Dias após a operação, Mansur, cuja casa foi alvo de buscas, renunciou ao cargo de presidente do conselho da Reag e concluiu a venda de sua participação na empresa em outubro.

A nova gestão da Reag está reduzindo o tamanho da empresa e vendendo alguns ativos.

A empresa mudou-se para um endereço mais modesto e adotou o nome Arandu Investimentos, palavra indígena que significa “sabedoria” ou “tempo de escutar”.

As investigações sobre Mansur estão em andamento. A Polícia Federal confiscou seu telefone celular no início de outubro.

Expansão do PCC na Faria Lima

A expansão do PCC para o mercado de capitais abalou o mundo financeiro brasileiro.

Executivos se preparam para novas regulamentações, enquanto investigadores olham mais de perto o setor de fundos de investimento do país, com quase US$ 2 trilhões em recursos sob gestão, para determinar se outros estão envolvidos.

“Hoje, posso proteger meus ativos aqui no Brasil”, disse Meng. “Não preciso de um paraíso fiscal.”

No Brasil, as instituições financeiras são obrigadas a verificar a identidade de seus clientes e a origem de seus recursos, em conformidade com as práticas globais de Know Your Client, ou Conheça Seu Cliente.

A falha ao cumprir com essa obrigação na relação com o grupo de Mourad foi “estarrecedora”, escreveram as autoridades em documentos obtidos pela Bloomberg News.

A Comissão de Valores Mobiliários (CVM) disse que está “modernizando constantemente suas regulamentações e supervisão”, mas não quis comentar situações específicas.

A Anbima disse que os fundos sob investigação são “casos isolados” em um setor que abrange mais de 32.000 fundos.

Gestores de fundos afirmaram que reguladores como a CVM não possuem as condições e os recursos necessários para pegar os criminosos, enquanto autoridades governamentais insistem que os fundos exclusivos precisam ser mais transparentes e podem ser facilmente explorados.

Uma recente alteração na legislação reduziu a vantagem tributária do instrumento, mas ele continua popular entre os investidores.

Os fundos exclusivos tem mais de R$ 358 bilhões em ativos no Brasil.

Para o presidente Luiz Inácio Lula da Silva, a investigação revela o desafio de conter uma quadrilha que fatura centenas de milhões de dólares com o tráfico de drogas para a Europa.
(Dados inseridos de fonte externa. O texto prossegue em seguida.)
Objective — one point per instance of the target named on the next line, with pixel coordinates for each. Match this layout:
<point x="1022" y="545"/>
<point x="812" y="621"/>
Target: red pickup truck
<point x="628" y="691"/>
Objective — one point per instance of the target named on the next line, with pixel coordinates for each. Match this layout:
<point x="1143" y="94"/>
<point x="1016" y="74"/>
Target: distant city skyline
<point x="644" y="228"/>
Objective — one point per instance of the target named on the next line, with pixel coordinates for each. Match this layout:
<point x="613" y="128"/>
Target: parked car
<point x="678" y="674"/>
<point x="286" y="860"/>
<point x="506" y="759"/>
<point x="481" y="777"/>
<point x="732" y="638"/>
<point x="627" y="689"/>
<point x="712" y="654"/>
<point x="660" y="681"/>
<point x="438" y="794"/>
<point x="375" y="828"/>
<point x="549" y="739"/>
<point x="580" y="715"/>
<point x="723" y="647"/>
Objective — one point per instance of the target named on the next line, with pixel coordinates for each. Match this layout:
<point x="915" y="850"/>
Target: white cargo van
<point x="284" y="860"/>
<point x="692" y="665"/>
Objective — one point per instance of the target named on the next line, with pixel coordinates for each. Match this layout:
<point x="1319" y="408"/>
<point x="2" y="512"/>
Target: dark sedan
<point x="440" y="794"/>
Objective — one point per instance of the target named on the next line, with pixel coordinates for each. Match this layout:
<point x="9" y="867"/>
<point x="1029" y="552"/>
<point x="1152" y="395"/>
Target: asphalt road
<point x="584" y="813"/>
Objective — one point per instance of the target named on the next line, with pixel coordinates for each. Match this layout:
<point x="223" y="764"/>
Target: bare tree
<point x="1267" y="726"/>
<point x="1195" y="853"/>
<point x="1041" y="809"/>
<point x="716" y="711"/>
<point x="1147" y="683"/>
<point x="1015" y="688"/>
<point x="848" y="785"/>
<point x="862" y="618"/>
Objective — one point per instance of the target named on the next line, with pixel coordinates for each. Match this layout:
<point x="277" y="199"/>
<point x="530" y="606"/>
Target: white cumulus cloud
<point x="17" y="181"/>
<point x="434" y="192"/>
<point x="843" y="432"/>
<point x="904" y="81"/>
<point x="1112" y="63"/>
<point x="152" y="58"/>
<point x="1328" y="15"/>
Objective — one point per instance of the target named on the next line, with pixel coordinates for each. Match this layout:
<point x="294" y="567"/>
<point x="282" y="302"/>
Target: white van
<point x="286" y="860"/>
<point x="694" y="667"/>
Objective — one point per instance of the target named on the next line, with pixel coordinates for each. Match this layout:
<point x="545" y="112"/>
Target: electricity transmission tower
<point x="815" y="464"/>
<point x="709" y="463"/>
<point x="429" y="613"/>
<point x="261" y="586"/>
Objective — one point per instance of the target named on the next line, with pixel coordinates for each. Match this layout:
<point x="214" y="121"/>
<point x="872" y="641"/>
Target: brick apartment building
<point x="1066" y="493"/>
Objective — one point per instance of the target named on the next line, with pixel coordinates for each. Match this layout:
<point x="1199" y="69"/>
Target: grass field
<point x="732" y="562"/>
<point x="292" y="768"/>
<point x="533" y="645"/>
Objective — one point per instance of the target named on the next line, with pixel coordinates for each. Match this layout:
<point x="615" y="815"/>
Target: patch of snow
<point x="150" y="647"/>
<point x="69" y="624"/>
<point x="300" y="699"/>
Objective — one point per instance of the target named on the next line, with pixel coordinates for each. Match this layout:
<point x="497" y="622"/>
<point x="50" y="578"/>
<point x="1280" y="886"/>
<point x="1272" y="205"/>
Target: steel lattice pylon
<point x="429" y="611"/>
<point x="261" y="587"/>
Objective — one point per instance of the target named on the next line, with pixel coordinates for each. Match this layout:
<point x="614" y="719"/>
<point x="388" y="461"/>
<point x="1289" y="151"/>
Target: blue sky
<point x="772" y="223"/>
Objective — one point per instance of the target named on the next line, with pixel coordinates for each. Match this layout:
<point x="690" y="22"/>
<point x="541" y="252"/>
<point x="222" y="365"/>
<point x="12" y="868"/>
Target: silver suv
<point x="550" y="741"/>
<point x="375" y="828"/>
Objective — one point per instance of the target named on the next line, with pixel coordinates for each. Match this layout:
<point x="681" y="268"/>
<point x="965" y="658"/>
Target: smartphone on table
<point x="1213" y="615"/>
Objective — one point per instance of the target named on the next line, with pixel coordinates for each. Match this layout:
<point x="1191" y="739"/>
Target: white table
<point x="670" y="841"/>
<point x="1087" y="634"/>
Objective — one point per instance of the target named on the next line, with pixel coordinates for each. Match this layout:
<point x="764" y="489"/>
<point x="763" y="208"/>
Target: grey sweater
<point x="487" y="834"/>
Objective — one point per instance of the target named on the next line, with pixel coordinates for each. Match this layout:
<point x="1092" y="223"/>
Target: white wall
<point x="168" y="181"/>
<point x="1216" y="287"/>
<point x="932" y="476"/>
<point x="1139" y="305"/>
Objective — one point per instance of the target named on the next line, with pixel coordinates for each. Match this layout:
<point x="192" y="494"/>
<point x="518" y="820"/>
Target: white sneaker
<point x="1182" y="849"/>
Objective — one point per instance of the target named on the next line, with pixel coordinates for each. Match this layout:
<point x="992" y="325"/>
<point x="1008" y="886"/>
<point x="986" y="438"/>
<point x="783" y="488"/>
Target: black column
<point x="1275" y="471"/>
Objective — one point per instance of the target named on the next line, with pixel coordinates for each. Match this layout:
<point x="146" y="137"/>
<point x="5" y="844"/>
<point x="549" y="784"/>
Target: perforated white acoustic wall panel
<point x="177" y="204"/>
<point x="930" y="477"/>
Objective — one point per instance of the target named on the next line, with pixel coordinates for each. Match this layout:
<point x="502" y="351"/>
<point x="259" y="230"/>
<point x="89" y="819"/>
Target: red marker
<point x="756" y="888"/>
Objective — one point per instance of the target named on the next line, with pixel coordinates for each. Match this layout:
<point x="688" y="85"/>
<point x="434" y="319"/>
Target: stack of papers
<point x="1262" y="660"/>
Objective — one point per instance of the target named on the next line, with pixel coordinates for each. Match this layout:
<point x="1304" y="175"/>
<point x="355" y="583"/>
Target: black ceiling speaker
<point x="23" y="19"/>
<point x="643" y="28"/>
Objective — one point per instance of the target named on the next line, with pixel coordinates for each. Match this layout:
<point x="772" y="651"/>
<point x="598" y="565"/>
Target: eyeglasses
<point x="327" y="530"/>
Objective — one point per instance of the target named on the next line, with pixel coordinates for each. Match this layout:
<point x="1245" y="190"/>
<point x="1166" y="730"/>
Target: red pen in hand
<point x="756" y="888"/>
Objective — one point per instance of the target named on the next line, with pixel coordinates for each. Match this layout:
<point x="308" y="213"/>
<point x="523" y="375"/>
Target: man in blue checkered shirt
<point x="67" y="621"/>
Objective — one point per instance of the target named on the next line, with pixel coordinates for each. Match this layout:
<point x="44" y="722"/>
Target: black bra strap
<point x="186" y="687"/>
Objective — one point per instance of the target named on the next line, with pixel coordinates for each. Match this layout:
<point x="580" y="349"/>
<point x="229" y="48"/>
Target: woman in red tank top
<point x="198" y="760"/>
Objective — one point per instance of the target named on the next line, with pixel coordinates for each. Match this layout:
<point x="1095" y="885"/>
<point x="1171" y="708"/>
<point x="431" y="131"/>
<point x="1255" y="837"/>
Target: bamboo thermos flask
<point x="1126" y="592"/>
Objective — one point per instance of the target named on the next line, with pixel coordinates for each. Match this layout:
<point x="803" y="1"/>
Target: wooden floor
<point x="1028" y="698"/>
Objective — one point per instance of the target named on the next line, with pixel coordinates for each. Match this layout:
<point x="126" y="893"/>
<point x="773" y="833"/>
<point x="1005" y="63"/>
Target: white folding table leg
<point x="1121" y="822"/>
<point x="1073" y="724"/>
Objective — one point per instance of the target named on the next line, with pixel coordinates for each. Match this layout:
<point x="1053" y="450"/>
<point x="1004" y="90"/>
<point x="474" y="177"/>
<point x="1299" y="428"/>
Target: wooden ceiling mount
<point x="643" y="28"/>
Já para o setor financeiro, o caso expõe tensões crescentes, exemplificadas pelo colapso do Banco Master.

Embora o governo brasileiro tenha intensificado a fiscalização das fintechs desde então, alguns fundos de investimento continuam sendo um veículo tentador para o submundo, disse Roberto Uchôa, ex-policial federal e atual membro do Fórum Brasileiro de Segurança Pública.

“Agora eles conhecem o caminho”, disse ele. “Uma porta foi fechada, mas eles vão abrir outra.”